Week 13 Exercise 2a

Outline of ridge regression with cross-validation optimization of the penalty parameter

Load the data


		load('ridgeData') %contains matrix of predictors (X) and vector of outcomes (Y)

Setup: Add a constant feature for the intercept term, and define the numbers of cases and predictors


		X(:,end+1) = 1; %append a column of 1s for intercept term (constant predictor)

		[n,m] = size(X); %number of cases, number of predictors

Randomly split the data into training and test cases


		ranks = randperm(n); %random ordering of the n cases

		Xtrain = X(ranks(1:ntrain),:); %take ntrain cases for the training set

		Ytrain = Y(ranks(1:ntrain)); %the corresponding training outcomes

		Xtest = X(ranks(ntrain+1:n),:); %use the remaining data as the test set

		Ytest = Y(ranks(ntrain+1:n)); %the corresponding test outcomes

Calculate the estimated weight vector based on the training set, using the ridge regression solution β^* = (X^TX+λI)^-1X^TY


		bhat = (Xtrain'*Xtrain+L*eye(m))^(-1)*Xtrain'*Ytrain; %estimated regression coefficients

Make predictions for the test set


		Yhat = Xtest*bhat; %predictions for test cases

Calculate root mean squared error between predictions and actual outcomes in the test set


		rmse = sqrt(mean((Yhat-Ytest).^2)); %root mean squared error

Now put the last four steps into a loop, to get CV performance over multiple train-test splits ("folds"). Calculate the mean RMSE and standard error of the mean across folds.

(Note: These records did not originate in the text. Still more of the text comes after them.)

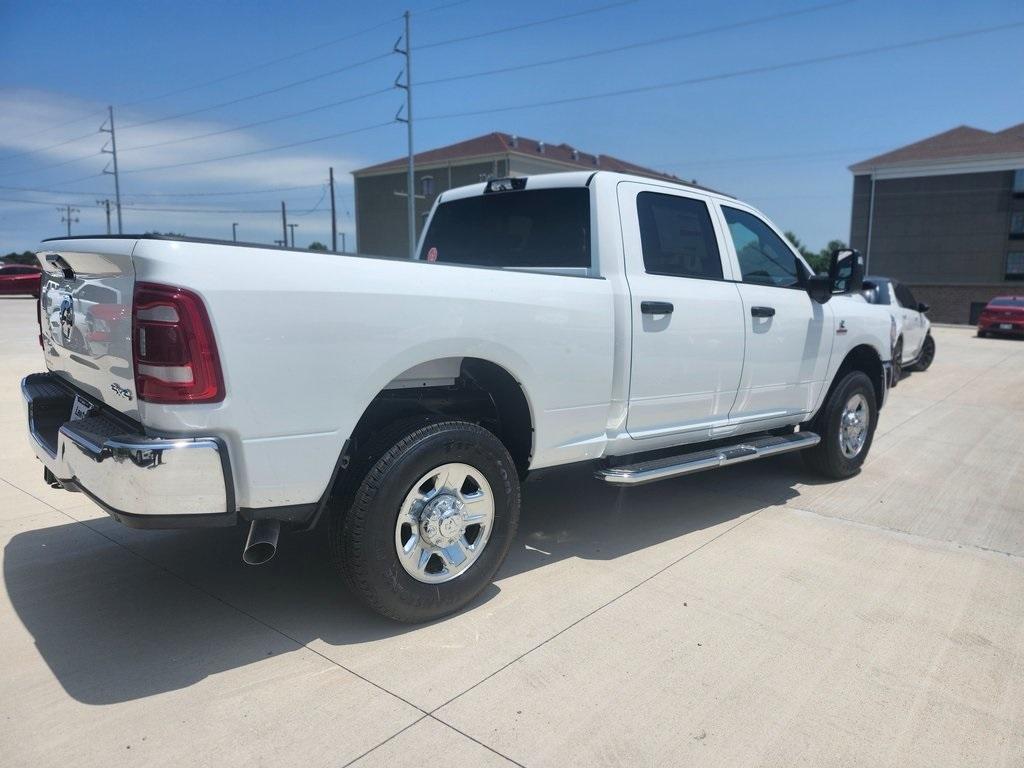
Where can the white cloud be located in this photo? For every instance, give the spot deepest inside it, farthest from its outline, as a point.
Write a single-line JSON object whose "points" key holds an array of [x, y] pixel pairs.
{"points": [[26, 115]]}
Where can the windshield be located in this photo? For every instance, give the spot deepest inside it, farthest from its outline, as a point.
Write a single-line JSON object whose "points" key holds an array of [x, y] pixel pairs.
{"points": [[540, 228]]}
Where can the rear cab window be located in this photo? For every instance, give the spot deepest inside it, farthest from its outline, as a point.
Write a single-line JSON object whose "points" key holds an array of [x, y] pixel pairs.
{"points": [[547, 229]]}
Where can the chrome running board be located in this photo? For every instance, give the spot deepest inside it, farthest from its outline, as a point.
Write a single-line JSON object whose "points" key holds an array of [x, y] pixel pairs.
{"points": [[685, 464]]}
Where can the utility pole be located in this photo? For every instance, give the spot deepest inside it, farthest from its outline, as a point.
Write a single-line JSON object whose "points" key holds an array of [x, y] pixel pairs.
{"points": [[408, 120], [105, 204], [113, 152], [68, 217], [334, 217]]}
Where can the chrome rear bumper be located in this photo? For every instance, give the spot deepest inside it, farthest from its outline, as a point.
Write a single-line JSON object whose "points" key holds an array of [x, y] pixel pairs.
{"points": [[141, 480]]}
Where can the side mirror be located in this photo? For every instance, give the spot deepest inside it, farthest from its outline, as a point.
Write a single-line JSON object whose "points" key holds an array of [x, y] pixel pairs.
{"points": [[846, 270], [819, 288]]}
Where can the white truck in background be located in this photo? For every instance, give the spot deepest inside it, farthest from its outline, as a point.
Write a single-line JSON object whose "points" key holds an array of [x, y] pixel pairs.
{"points": [[652, 329]]}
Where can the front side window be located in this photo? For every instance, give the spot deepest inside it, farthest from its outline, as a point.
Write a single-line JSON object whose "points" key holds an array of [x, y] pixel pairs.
{"points": [[542, 228], [904, 297], [764, 258], [1017, 224], [677, 237], [876, 292], [1015, 265]]}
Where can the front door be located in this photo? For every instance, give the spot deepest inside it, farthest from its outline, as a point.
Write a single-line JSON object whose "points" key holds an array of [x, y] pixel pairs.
{"points": [[686, 314], [788, 337]]}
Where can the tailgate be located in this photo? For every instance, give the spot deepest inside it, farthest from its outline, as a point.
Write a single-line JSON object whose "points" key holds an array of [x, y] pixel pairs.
{"points": [[85, 313]]}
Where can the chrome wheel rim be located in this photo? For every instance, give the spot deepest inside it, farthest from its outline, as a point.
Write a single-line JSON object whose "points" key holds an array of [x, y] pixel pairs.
{"points": [[444, 523], [853, 426]]}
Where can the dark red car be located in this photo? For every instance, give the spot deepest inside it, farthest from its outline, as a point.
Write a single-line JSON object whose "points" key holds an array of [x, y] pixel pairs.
{"points": [[19, 280], [1004, 314]]}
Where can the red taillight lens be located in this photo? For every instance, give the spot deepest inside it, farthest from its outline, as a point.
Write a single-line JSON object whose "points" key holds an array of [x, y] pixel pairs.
{"points": [[39, 318], [173, 347]]}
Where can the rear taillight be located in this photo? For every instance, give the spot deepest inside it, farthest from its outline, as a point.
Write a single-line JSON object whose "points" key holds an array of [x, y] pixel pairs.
{"points": [[39, 318], [173, 348]]}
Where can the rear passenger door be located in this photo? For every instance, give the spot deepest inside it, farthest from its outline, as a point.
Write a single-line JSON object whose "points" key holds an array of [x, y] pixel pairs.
{"points": [[788, 336], [687, 337], [913, 321]]}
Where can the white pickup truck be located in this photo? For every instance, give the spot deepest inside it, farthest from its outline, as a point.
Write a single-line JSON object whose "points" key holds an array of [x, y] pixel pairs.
{"points": [[650, 328]]}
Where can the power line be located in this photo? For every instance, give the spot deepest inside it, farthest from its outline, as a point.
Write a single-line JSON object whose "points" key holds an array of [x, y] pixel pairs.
{"points": [[733, 74], [289, 116], [266, 92], [640, 44], [262, 66], [51, 165], [260, 152], [526, 25], [50, 146], [228, 193]]}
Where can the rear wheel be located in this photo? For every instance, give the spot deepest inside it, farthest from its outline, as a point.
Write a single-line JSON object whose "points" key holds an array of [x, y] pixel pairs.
{"points": [[430, 522], [927, 354], [846, 424]]}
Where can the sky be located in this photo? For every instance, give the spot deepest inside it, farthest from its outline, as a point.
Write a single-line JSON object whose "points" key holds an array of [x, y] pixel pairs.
{"points": [[769, 101]]}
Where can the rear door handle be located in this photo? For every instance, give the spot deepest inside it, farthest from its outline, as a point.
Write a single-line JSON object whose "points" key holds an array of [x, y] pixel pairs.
{"points": [[656, 307]]}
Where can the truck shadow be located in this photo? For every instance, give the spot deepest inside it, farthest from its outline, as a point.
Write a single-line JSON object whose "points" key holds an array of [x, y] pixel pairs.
{"points": [[121, 614]]}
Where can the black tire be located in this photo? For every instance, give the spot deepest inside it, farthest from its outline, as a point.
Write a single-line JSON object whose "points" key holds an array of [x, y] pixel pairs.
{"points": [[826, 458], [363, 524], [927, 355]]}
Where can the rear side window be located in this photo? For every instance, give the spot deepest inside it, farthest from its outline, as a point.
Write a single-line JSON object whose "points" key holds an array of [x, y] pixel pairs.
{"points": [[677, 236], [904, 297], [764, 258], [876, 292], [540, 228]]}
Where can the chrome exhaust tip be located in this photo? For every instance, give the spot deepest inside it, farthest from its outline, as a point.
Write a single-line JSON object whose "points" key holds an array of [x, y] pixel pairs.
{"points": [[262, 542]]}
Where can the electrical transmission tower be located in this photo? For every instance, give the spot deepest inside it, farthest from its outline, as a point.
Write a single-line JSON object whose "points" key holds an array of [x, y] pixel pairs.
{"points": [[408, 120], [68, 216], [105, 204], [113, 152]]}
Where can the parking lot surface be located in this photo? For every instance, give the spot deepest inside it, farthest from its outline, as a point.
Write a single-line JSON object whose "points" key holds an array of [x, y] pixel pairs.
{"points": [[754, 615]]}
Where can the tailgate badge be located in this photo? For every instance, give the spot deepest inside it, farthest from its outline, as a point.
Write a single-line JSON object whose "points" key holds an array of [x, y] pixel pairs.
{"points": [[67, 317], [121, 391]]}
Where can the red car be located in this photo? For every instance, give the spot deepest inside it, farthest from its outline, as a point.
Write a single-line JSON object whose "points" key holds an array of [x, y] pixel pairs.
{"points": [[19, 280], [1004, 314]]}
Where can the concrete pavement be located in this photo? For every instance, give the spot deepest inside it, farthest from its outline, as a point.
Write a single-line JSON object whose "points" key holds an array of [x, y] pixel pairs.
{"points": [[753, 615]]}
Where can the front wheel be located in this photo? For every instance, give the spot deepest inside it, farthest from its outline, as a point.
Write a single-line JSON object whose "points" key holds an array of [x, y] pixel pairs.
{"points": [[846, 424], [430, 523], [927, 354]]}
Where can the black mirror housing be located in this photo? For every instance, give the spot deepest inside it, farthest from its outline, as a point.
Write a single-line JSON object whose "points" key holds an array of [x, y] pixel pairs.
{"points": [[819, 288], [846, 269]]}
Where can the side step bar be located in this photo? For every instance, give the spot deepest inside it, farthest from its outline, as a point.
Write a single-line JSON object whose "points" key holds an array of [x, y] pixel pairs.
{"points": [[685, 464]]}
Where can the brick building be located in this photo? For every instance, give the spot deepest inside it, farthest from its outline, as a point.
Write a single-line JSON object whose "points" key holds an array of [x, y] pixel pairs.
{"points": [[945, 215], [381, 222]]}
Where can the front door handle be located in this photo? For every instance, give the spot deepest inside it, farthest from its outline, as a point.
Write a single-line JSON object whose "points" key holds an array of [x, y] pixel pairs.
{"points": [[656, 307]]}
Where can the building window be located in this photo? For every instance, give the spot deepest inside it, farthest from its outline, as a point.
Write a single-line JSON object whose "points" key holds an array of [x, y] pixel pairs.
{"points": [[1017, 224], [1015, 265]]}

I found that 100 folds was enough to get adequately small standard errors.

Then make an outer loop to test different values of the penalty parameter (L). Plot the mean and standard error as a function of L (see Matlab's errorbar function), and visually find the value of L giving the best performance.

Finally, make an outer loop to vary the size of the training set (ntrain). Try training set sizes both smaller and larger than the number of predictors. How does the profile of RMSE as a function of L compare across different training set sizes?